One of the diagnostic problems in MDs is diagnostic mimicry. Clinical presentation of MD can present as a metabolic, neurodegenerative, neuromuscular or neuroin-flammatory diseases [34,35]. When we suspect a primary MD, another molecular cause can be found and mitochondrial dysfunction is only secondary [36]. This is demonstrated by the example of two clinical cases with pathogenic variants in a gene for a congenital myasthenic syndrome and Allan-Herndon-Dudley syndrome of triiodo-thyronine resistance that have been found by CES. In these cases, even muscle morphology and OXPHOS measurements of a skeletal muscle specimen and brain MRI have been misleading. We emphasize how important WES is in the differentiation of rare neurogenetic diseases mimicking as an MD.

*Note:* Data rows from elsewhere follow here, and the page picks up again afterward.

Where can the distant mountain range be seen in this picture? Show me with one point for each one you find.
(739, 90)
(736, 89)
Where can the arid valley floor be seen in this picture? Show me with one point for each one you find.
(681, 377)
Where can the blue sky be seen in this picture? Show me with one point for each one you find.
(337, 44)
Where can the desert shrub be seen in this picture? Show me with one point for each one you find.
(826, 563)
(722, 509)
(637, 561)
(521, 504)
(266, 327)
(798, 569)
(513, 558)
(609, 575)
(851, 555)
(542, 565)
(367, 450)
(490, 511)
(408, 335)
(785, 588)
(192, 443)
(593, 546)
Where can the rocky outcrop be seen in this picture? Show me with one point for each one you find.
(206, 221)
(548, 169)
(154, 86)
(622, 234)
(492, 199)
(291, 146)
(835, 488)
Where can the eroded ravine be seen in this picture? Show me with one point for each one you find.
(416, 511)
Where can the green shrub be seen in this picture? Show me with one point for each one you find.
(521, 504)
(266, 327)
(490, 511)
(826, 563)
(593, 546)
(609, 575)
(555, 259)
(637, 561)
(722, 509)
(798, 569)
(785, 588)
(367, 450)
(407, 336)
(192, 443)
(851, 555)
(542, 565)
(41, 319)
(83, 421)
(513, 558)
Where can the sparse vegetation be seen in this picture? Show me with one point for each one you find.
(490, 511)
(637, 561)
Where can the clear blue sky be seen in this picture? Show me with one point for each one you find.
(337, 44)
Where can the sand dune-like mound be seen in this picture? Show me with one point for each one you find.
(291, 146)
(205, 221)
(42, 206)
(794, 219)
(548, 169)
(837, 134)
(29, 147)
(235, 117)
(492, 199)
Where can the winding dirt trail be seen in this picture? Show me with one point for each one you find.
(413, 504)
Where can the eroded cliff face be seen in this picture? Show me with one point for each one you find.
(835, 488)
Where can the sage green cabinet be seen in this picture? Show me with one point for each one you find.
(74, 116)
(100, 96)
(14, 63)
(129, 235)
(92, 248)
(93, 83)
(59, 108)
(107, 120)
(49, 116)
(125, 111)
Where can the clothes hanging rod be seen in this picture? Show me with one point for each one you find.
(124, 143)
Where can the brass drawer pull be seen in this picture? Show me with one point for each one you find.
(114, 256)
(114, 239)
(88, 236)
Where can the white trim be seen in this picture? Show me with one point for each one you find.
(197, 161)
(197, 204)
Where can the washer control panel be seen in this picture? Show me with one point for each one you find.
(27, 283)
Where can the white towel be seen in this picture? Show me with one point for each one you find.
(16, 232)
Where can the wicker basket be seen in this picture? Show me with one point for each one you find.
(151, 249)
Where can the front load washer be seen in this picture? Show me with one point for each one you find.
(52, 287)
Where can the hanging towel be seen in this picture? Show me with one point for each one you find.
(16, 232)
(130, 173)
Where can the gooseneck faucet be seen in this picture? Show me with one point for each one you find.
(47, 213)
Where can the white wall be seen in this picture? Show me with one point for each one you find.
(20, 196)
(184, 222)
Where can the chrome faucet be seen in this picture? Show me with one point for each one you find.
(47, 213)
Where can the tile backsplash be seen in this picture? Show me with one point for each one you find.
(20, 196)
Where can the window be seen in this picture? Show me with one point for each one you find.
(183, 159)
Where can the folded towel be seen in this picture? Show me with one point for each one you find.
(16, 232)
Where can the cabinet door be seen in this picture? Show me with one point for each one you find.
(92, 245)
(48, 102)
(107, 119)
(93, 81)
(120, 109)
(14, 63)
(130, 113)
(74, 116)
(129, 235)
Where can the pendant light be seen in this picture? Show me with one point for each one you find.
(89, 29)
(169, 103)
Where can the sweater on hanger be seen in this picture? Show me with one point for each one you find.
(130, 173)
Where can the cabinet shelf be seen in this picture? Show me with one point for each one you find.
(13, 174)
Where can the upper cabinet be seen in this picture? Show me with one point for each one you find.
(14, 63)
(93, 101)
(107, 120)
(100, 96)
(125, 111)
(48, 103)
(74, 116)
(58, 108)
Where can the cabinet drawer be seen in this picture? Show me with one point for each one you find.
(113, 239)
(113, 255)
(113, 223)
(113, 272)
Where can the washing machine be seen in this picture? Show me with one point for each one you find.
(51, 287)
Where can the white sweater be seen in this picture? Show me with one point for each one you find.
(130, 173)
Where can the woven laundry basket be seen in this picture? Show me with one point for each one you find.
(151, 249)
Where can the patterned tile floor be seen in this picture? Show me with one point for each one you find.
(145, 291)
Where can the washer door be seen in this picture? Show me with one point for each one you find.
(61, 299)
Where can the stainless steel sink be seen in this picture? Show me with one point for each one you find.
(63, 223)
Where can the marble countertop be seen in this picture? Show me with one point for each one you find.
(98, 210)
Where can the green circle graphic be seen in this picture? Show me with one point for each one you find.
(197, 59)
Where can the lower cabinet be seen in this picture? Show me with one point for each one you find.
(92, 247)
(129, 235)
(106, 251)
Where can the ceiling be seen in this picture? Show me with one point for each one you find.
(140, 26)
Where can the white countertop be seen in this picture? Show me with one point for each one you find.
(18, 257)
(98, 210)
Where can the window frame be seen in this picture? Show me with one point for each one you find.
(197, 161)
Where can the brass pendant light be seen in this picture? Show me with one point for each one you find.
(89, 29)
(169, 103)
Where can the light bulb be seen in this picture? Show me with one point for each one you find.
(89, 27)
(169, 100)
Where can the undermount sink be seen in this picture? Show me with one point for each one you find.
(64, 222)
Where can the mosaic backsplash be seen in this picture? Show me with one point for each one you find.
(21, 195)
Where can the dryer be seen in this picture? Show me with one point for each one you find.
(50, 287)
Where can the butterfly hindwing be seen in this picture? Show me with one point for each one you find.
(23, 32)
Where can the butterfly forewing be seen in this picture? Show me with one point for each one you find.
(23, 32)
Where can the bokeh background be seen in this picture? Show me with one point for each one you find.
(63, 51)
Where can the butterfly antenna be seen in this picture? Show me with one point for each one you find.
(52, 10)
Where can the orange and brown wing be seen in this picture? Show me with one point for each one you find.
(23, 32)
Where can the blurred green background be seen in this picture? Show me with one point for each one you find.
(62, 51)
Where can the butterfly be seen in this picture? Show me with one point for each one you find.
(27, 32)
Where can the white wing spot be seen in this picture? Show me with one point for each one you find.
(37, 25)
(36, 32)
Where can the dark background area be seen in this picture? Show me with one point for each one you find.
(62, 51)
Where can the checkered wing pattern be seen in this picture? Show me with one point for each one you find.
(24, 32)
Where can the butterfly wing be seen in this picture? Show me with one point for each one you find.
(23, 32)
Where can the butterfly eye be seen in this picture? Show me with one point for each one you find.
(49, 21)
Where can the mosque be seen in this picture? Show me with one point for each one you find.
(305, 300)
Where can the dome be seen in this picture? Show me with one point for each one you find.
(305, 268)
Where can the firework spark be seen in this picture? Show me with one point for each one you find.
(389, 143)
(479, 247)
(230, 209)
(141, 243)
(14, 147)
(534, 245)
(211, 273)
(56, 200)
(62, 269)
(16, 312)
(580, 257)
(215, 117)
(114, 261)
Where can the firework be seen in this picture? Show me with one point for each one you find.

In conclusion, MDs have remained a very heterogeneous group of neurometabolic diseases on a clinical, biochemical and genetic level of diagnostics. The goal of being noninvasive and cost-efficient is guiding us to choose a new way of the “gene-to-function” approach, instead of the old way as the “function-to-gene” approach. Solving the diagnostic puzzle(s) in either way is still a challenging task. For clinical purposes, the MDC has been a valuable tool in the diagnosis of MDs in children and adults. Obviously, the NGS methods are likely to contribute to end many diagnostic odysseys.